Create Duplicate Identification Batches and Define Subset Rules

You can create a duplicate identification batch and define subset rules to retrieve a subset of the records to identify duplicates within the batch or in the database.

Subset rules, also known as batch selection criteria rules, specify the criteria for retrieving a subset of records in the duplicate identification batch. The data quality engine identifies potential duplicates from this subset of records based on one of these rules:

  • Match all keywords: Select this option to perform an AND operation.

  • Match any keyword: Select this option to perform an OR operation.

Now that you have an overview of the task, let's first create a duplicate identification batch to identify duplicate persons in the registry, and then create a rule to retrieve a subset of records where the person name contains John and the address contains Redwood. Note that you can use predefined or custom attributes.

  1. Navigate to the Duplicate Identification work area as follows: Navigator > Customer Data Management > Duplicate Identification .

  2. Click Create menu option or button. The Create Duplicate Identification Batch page appears.

  3. Enter a batch name and description.

    Note: Another way is to copy an existing duplicate identification batch and quickly create a new batch from it. You can modify the details for this batch before submitting it.
  4. Specify the Batch Match Mode such as Against the Registry or Within the Batch.

    In the Within the Batch Match mode, the duplicate identification is limited to the records in a batch that meet the subset rule conditions. In the Against the Registry Batch Match mode, the process aggregates the records that meet the subset rule conditions in a batch, and these records are matched against one another as well as against other records in the database.

  5. Specify the Party Type as Person.

  6. Specify the Automatic Processing option as Create Merge Request to merge the duplicate persons.
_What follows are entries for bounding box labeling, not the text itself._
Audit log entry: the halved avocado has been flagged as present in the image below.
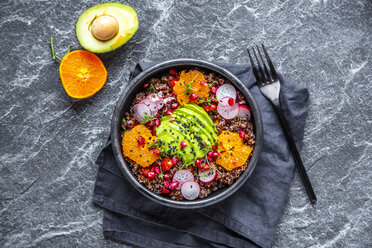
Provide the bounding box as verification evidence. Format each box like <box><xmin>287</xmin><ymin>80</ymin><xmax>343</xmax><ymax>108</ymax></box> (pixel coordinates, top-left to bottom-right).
<box><xmin>76</xmin><ymin>3</ymin><xmax>138</xmax><ymax>53</ymax></box>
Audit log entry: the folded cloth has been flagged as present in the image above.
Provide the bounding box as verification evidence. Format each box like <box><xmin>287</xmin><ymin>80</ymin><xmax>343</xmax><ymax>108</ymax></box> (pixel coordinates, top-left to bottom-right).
<box><xmin>93</xmin><ymin>62</ymin><xmax>309</xmax><ymax>248</ymax></box>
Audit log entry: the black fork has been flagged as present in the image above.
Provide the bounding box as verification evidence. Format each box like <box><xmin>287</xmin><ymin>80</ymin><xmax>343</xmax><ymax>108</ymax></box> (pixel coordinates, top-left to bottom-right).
<box><xmin>247</xmin><ymin>44</ymin><xmax>317</xmax><ymax>204</ymax></box>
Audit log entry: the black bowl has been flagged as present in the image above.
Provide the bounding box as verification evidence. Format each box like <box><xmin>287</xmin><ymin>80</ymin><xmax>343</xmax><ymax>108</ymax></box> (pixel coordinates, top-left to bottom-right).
<box><xmin>111</xmin><ymin>59</ymin><xmax>263</xmax><ymax>209</ymax></box>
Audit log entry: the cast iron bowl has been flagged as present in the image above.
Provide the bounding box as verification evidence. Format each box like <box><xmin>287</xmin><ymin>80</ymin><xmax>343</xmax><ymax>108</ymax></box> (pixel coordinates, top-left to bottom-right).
<box><xmin>111</xmin><ymin>59</ymin><xmax>263</xmax><ymax>209</ymax></box>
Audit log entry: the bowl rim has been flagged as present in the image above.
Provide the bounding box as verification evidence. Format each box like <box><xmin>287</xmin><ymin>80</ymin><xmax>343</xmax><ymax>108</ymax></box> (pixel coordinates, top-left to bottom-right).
<box><xmin>111</xmin><ymin>58</ymin><xmax>263</xmax><ymax>209</ymax></box>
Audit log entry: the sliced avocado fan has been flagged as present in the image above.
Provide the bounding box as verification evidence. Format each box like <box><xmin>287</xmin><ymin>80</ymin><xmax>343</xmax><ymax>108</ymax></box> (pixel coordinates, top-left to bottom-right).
<box><xmin>156</xmin><ymin>104</ymin><xmax>217</xmax><ymax>165</ymax></box>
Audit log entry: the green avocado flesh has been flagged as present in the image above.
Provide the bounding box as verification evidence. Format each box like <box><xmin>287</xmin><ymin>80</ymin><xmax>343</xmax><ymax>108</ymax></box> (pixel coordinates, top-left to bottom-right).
<box><xmin>76</xmin><ymin>3</ymin><xmax>138</xmax><ymax>53</ymax></box>
<box><xmin>156</xmin><ymin>104</ymin><xmax>217</xmax><ymax>165</ymax></box>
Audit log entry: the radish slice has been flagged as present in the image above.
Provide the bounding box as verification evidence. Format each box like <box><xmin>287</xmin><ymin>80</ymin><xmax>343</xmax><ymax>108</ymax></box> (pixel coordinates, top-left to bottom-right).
<box><xmin>238</xmin><ymin>105</ymin><xmax>251</xmax><ymax>121</ymax></box>
<box><xmin>140</xmin><ymin>99</ymin><xmax>158</xmax><ymax>114</ymax></box>
<box><xmin>173</xmin><ymin>170</ymin><xmax>194</xmax><ymax>189</ymax></box>
<box><xmin>217</xmin><ymin>97</ymin><xmax>239</xmax><ymax>120</ymax></box>
<box><xmin>199</xmin><ymin>166</ymin><xmax>217</xmax><ymax>183</ymax></box>
<box><xmin>181</xmin><ymin>181</ymin><xmax>200</xmax><ymax>201</ymax></box>
<box><xmin>146</xmin><ymin>93</ymin><xmax>162</xmax><ymax>102</ymax></box>
<box><xmin>216</xmin><ymin>84</ymin><xmax>236</xmax><ymax>100</ymax></box>
<box><xmin>155</xmin><ymin>99</ymin><xmax>165</xmax><ymax>110</ymax></box>
<box><xmin>133</xmin><ymin>103</ymin><xmax>152</xmax><ymax>122</ymax></box>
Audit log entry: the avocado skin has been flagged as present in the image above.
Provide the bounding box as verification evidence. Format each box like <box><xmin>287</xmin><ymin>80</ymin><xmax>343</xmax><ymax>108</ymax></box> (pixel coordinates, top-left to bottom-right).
<box><xmin>75</xmin><ymin>3</ymin><xmax>139</xmax><ymax>53</ymax></box>
<box><xmin>156</xmin><ymin>104</ymin><xmax>217</xmax><ymax>165</ymax></box>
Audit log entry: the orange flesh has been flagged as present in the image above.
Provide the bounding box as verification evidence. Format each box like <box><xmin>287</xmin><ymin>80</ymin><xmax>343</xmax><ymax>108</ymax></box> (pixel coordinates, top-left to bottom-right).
<box><xmin>173</xmin><ymin>70</ymin><xmax>209</xmax><ymax>105</ymax></box>
<box><xmin>216</xmin><ymin>131</ymin><xmax>252</xmax><ymax>171</ymax></box>
<box><xmin>122</xmin><ymin>125</ymin><xmax>159</xmax><ymax>167</ymax></box>
<box><xmin>59</xmin><ymin>50</ymin><xmax>107</xmax><ymax>99</ymax></box>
  7. Provide the Batch Options. The batch options available depends upon the selected Automatic Processing Option. The following options are available when Create Merge Request is selected as the Automatic Processing Option:

    • Select an appropriate value for Cluster Key Level such as Typical.

    • Enter a value between 1 and 101, such as 70 for Match Threshold.

    • Enter a value between 1 and 101, such as 75 for Automerge Threshold.

      Note: You need to keep in mind that the Automerge Threshold and Autolink Threshold values that you provide in the Batch Options area override the values set in the Manage Customer Hub Profile Options page.
    • Select Send Notifications to notify the status of the duplicate identification batch to all interested parties such as initiator or submitter. For more information about these statuses, see How You Merge Duplicate Records in the Related Topics section. The default value for the Send Notifications field is set using the Merge Request Notifications option in the Manage Customer Data Management Options Setup and Maintenance task. You can't set the value of the Send Notifications field if the Merge Request Notifications option is set to disable all notifications. For more information about Merge Request Notifications, see Duplicate Resolution Simplified Profile Options topic in the Related Topics section.

  8. Click Add menu option or button under Duplicate Identification Batch: Selection Criteria.

  9. Specify the Apply Rules options as Match any keyword.

  10. Enter the following sample information in the Duplicate Identification Batch: Selection Criteria table:

    Object

    Attribute

    Operator

    Value

    Person

    Name

    Starts with

    John

    Address

    Address Line 1

    Contains

    Redwood

  11. Click Save and Close or Schedule per your requirement.